Image Classification Using Traditional CV Methods

In this project, we worked as a group to classify a set of images using various methods. Each of us implemented different methods to achieve these goals. We, then, combined these methods to create full pipelines that predict image tags. For training and testing, we used The “Caltech20” dataset.
The pipeline consists of 4 steps: Feature Extraction, Finding Dictionary Centers, Feature Quantization and Classification. (In my pipeline, I used SIFT (OpenCV implementation), K-Means Algorithm (my implementation), Bag of Visual Words (my teammate’s implementation) and Random Forest (Sklearn implementation) respectively.)
For the full pipeline:

1. Feature Extraction

I have used the OpenCV implementation of Scale-Invariant Feature Transform (SIFT) in my pipeline to extract the descriptors from the images. SIFT extracts different numbers of descriptors from each image, which are 128-dimensional feature vectors. I restricted the number of descriptors per image as 100, to lower the computational cost. It gives 1611904 descriptors from the Caltech20 training dataset, if I don’t restrict the number.

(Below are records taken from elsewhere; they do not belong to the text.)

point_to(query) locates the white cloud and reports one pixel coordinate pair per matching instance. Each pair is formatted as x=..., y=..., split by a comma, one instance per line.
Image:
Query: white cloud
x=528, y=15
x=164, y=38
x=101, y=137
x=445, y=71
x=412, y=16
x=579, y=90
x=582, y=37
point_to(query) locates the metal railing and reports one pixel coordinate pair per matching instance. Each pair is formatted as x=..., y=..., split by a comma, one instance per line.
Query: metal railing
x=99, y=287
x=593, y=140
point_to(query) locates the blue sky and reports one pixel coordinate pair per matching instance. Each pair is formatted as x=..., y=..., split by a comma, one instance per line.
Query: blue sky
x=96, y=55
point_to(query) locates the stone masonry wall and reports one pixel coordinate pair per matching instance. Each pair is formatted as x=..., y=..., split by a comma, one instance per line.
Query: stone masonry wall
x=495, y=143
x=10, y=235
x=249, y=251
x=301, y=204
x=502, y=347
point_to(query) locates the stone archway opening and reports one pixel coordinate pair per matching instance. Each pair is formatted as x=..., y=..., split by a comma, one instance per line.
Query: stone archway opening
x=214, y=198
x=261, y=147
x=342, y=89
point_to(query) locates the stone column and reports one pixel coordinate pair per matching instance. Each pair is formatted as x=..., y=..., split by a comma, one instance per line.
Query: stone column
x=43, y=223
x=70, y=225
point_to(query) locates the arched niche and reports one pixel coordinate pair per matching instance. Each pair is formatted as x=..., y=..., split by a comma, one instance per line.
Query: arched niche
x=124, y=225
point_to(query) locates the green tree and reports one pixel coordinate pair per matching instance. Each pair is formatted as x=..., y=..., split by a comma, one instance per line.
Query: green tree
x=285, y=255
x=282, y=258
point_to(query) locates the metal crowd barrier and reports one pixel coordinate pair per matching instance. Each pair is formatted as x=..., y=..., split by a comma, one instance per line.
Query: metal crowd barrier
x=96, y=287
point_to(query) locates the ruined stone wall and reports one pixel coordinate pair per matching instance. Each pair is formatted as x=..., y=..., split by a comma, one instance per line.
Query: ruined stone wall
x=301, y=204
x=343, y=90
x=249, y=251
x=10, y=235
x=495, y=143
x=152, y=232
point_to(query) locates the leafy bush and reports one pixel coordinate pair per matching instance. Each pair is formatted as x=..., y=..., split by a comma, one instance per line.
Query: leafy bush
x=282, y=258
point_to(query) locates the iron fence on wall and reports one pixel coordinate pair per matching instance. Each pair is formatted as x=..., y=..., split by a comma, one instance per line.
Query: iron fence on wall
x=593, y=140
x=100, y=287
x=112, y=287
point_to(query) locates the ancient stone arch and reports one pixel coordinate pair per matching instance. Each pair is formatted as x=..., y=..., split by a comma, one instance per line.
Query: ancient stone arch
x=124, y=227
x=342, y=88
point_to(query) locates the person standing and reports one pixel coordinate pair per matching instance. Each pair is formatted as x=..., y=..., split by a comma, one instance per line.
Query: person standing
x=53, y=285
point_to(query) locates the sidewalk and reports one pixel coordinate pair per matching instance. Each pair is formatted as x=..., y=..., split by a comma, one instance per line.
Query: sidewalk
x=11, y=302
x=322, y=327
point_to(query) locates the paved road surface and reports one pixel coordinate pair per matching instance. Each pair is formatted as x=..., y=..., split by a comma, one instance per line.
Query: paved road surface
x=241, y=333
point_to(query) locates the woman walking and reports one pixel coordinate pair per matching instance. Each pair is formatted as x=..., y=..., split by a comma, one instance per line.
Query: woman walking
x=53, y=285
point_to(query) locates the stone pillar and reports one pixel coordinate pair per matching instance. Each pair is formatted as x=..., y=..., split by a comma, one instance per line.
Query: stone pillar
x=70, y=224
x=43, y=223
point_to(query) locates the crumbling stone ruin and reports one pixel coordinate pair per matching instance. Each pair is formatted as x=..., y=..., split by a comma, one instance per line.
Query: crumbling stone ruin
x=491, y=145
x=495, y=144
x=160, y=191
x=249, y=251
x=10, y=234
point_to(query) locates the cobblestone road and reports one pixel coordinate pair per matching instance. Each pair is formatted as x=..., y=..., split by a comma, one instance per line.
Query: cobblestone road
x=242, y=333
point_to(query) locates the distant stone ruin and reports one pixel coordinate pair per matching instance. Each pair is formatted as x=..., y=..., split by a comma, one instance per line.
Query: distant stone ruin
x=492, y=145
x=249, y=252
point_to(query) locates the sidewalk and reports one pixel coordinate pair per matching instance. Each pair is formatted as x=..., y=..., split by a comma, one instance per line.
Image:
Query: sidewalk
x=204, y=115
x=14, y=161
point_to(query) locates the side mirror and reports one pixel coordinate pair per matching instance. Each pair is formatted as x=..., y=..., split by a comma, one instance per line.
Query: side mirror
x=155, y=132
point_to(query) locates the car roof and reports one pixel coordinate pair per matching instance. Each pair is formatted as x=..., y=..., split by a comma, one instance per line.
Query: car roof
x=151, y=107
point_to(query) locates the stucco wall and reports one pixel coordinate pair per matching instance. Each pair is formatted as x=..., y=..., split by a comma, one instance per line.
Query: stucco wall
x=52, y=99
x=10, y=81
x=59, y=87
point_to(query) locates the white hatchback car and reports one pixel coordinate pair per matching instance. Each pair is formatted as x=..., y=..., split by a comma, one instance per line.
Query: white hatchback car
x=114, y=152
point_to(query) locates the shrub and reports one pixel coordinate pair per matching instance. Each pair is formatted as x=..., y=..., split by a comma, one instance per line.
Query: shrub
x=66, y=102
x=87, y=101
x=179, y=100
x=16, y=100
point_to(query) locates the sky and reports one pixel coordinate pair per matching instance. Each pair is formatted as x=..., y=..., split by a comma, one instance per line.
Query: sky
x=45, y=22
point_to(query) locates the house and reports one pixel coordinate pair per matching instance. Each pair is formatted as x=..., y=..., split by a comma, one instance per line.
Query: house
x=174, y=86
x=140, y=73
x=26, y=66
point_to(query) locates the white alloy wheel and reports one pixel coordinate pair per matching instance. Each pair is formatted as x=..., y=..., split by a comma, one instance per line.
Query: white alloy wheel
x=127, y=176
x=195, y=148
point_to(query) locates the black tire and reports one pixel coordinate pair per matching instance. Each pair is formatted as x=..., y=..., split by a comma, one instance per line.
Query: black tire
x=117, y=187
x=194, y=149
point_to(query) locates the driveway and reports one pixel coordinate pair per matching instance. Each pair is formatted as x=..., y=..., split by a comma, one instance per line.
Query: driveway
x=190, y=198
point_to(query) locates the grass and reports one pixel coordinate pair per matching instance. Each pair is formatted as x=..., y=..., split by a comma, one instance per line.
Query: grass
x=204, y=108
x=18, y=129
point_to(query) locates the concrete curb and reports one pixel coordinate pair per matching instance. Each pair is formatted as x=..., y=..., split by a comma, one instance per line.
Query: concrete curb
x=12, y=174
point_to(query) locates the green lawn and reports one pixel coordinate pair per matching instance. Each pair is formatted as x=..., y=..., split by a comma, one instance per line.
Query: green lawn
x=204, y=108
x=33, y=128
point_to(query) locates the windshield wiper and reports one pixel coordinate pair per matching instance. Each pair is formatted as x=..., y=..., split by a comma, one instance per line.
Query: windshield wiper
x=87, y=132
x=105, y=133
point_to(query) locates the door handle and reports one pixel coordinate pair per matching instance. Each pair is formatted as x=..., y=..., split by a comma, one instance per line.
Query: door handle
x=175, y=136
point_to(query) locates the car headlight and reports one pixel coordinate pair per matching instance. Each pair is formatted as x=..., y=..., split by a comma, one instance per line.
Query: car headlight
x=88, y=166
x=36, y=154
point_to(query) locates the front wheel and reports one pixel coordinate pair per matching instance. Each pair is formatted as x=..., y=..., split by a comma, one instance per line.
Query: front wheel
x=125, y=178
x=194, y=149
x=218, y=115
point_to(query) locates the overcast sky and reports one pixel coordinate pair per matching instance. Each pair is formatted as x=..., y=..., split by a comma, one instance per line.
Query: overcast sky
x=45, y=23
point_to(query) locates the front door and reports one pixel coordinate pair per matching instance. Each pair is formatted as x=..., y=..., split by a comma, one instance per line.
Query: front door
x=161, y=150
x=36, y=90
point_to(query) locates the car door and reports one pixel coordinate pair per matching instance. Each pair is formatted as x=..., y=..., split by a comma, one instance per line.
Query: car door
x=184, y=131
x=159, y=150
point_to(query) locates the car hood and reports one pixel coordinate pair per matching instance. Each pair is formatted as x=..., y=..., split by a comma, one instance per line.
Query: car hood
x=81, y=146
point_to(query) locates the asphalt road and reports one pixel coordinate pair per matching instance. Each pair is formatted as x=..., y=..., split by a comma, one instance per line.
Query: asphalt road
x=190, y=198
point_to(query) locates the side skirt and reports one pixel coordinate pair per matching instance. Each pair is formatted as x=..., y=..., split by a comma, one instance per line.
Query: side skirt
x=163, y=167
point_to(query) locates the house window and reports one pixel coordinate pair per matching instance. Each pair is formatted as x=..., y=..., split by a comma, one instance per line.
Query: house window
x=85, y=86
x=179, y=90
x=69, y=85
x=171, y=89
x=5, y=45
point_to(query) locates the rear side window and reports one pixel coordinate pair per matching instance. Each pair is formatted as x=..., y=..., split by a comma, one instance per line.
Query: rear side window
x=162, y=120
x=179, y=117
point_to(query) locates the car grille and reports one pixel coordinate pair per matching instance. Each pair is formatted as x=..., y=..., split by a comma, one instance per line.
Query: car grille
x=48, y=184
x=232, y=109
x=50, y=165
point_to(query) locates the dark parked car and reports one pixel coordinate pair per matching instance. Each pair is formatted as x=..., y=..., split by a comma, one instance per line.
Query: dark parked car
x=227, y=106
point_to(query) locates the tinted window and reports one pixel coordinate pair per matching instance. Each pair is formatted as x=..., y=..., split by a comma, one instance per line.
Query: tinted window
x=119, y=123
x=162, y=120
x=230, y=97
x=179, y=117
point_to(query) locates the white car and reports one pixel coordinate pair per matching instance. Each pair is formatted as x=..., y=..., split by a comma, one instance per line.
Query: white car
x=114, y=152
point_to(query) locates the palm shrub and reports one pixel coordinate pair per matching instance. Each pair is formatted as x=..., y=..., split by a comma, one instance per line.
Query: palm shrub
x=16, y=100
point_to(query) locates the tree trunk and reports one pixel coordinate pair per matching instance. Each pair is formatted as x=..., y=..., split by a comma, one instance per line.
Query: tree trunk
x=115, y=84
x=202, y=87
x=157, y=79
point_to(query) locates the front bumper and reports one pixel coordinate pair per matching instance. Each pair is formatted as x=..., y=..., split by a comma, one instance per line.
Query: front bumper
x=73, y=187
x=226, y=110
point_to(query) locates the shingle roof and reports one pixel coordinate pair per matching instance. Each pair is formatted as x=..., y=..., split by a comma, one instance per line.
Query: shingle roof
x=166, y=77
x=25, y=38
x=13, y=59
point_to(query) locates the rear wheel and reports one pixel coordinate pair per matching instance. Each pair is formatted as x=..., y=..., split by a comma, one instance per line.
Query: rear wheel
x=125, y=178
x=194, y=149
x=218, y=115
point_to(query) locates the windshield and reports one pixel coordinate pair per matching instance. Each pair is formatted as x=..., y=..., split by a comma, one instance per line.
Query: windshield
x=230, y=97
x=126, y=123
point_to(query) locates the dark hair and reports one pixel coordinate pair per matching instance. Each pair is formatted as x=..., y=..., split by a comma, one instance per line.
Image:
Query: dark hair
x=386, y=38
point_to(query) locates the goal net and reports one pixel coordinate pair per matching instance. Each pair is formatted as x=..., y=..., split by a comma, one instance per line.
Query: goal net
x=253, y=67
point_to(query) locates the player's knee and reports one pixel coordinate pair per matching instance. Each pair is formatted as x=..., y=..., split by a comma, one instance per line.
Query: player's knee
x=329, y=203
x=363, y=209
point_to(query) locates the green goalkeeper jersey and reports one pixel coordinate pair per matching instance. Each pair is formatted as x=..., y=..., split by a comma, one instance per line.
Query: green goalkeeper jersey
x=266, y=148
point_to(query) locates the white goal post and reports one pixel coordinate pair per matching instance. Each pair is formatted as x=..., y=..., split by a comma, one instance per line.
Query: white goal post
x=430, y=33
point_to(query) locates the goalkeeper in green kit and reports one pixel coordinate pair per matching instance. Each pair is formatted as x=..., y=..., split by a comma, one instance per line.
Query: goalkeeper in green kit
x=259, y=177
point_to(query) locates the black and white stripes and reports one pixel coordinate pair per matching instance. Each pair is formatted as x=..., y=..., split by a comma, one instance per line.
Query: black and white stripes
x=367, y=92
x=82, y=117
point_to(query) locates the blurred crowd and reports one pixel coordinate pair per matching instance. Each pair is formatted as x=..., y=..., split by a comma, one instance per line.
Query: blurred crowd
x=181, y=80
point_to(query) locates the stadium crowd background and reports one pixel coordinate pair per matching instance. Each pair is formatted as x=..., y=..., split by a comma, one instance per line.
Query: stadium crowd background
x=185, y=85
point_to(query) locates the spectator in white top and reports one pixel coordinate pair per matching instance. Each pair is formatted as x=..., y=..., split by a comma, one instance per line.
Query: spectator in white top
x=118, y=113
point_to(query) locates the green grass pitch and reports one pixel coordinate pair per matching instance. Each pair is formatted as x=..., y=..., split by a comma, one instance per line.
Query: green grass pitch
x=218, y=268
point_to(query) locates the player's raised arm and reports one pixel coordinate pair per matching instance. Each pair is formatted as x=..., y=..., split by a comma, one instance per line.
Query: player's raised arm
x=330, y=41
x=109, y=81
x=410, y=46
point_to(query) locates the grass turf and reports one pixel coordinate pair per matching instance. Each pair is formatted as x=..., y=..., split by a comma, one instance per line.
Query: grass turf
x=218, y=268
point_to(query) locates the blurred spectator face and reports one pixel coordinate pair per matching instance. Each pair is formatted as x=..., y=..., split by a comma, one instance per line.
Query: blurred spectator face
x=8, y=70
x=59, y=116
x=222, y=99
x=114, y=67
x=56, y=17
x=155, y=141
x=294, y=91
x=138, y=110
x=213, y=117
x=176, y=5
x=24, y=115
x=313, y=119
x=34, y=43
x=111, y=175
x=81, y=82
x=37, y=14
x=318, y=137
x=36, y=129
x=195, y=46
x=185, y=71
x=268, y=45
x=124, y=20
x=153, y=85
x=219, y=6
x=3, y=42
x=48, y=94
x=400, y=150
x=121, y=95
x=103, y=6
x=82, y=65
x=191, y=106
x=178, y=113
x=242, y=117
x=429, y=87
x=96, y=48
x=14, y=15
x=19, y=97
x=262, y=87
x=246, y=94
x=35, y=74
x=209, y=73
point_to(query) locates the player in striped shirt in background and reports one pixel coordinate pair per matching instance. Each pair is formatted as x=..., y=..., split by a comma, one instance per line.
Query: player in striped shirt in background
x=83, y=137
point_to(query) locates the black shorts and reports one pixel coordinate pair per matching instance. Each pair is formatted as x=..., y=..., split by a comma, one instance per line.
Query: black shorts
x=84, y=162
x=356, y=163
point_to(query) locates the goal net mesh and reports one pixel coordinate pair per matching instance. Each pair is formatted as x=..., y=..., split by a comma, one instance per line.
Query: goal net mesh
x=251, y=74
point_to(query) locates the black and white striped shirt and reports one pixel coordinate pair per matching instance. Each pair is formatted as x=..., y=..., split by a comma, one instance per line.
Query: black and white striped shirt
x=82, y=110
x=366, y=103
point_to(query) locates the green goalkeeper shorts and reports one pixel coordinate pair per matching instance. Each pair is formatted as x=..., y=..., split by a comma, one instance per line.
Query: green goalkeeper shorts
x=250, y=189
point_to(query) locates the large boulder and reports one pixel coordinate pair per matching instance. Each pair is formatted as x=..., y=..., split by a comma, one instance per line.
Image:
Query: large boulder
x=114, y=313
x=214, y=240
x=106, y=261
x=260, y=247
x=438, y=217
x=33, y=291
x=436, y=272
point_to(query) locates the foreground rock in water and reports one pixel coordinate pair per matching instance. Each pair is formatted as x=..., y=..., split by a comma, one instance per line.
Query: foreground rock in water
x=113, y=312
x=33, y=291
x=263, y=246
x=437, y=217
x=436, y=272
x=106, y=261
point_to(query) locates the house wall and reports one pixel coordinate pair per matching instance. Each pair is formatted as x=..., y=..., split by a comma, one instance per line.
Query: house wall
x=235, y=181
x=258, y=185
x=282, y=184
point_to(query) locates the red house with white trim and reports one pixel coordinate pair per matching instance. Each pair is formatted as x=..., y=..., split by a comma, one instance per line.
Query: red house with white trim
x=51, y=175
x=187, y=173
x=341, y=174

#########IN THIS PART, I AM USING PREPROCESSING AND USING OPENCV SIFT IMPLEMENTATION TO EXTRACT THE DESCRIPTORS
def descriptor_Extractor(dirName,labels,descriptors):
    listOfFile = os.listdir(dirName)
    #listOfFile.sort()
    for entry in listOfFile:
        fullPath = os.path.join(dirName, entry)
        if descriptor_Extractor(fullPath,labels,descriptors)
        elif(not (fullPath.startswith("Caltech20/training/.") or fullPath.startswith("Caltech20/testing/."))):
            label = dirName.split("/")[2]
            img = cv2.imread(fullPath)
            #resizing images to decrease the computational cost
            img = cv2.resize(img,(150, 150))
            #convert images to grayscale
            img = cv2.cvtColor(img, cv2.COLOR_BGR2GRAY)
            #create SIFT object
            sift = cv2.xfeatures2d.SIFT_create(100)
            #detect SIFT features in both images
            keypoint, descriptor = sift.detectAndCompute(img, None)
            if (len(keypoint) >= 1): #to get rid of None's coming from sift keypoints
                descriptors.append(descriptor)
                labels.append(label)

2. Finding Dictionary Centers

To determine the codewords (dictionary centers), we needed a clustering algorithm. By processing all the descriptors and extracting some center values (vectors) from them, we create some benchmarks for our feature vectors. So I implemented the K-Means algorithm. It starts with random initial K centers and iteratively updates the center values, with the average values of cluster members. “Cluster membership” determined according to the euclidean distance. A data vector belongs to the cluster whose center is closest (minimum euclidean distance) to the data vector. For this problem, the important output of K-Means function is the list of centroids.
We give the centers list to Mahmut’s Bag of Visual Words implementation, and this center values will be the vocabulary. Here, while determining the “K”, it’s important to understand its meaning. This number should at least be equal to the class number. But this is also not enough. Feature vectors should represent their class’ specific features if it’s possible to be distinguished from other class’ feature vectors. If we keep this number too low (i.e. 20), our feature vectors will be too generalized for being classified correctly and we can not expect a good accuracy from a classifier which we fed with these feature vectors. Yet, if we keep this number too high (i.e. 1000), our feature vectors will be too specific for being classified correctly. This situation would cause overfitting. Also, we should consider the computational cost. In the light of these constraints, we did our experiments with different number of K’s to see these effects on the results.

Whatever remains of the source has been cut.